Il n’y a pas que les Égyptiens qui firent du cèdre un symbole. A Babylone, on utilisait son bois pour la fabrication des navires et du mobilier, y compris mortuaire, alors que, plus largement en Mésopotamie, il était présent au cœur des rituels de purification. Chez les Assyriens, le cèdre représente un rempart contre démons et maladies, tandis que selon l’antique magie chaldéenne, le cèdre – arbre protecteur – éloigne les mauvais esprits. La vermine en est un…

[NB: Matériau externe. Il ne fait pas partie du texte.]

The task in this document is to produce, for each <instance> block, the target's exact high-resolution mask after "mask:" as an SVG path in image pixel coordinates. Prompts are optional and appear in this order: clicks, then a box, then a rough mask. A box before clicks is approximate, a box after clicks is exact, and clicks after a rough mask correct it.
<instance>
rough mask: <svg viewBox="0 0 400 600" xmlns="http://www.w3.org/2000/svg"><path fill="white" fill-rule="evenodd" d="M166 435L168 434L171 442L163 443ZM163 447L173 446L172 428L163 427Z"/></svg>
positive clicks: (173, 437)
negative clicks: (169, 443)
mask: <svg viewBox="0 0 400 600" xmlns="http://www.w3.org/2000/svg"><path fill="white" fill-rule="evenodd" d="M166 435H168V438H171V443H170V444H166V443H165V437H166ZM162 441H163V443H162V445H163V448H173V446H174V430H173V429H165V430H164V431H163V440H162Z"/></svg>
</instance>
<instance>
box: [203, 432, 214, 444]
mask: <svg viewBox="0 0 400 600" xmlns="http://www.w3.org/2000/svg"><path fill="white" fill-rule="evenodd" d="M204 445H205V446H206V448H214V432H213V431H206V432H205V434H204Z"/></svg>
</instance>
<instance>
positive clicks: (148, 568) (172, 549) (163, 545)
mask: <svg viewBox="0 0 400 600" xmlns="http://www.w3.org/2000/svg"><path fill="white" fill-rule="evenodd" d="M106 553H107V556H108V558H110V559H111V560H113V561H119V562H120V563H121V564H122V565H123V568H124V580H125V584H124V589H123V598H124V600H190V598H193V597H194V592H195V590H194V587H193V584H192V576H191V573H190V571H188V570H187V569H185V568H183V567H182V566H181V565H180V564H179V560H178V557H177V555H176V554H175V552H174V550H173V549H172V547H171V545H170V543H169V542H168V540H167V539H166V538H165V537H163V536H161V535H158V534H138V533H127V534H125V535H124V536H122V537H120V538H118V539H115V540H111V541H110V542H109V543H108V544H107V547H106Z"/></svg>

Le cèdre est aussi particulièrement connu grâce au rôle qu’il a joué dans l’élévation du premier temple de Jérusalem en 976 av. J.-C. Pour cela, Salomon fit importer cèdres et cyprès. Hiram, roi du Liban, lui expédia mille troncs d’arbres. Il fallait bien cela pour donner grandeur et noblesse à ce temple. Pour appuyer les symboliques du cèdre (immortalité, pérennité, incorruptibilité…), on est même allé jusqu’à affirmer que les actuels cèdres libanais sont les mêmes que ceux du temps de Salomon.

Chez les populations gréco-romaines, on retrouve quelques mentions liant certaines divinités au cèdre. Un temple érigé à Utique (Tunisie) et dédié au dieu grec Apollon comportait des poutres en bois de cèdre, de même que le temple d’Artémis dans l’ancienne cité grecque d’Éphèse.
L’auteur anonyme des Argonautiques orphiques mentionne que le cèdre était souvent brûlé aux côtés d’autres plantes épineuses dans des fosses, en préambule à certains rituels liés à Hékate.
Quant au papyrus magique de Leyde, il fait référence à un kedros (Cèdre ? Genévrier ? Cade?) sous un nom magique, kedria glossa ou sang de Chronos.
La statuaire gréco-romaine employait elle aussi le bois de cèdre pour façonner des représentations des ancêtres et des divinités.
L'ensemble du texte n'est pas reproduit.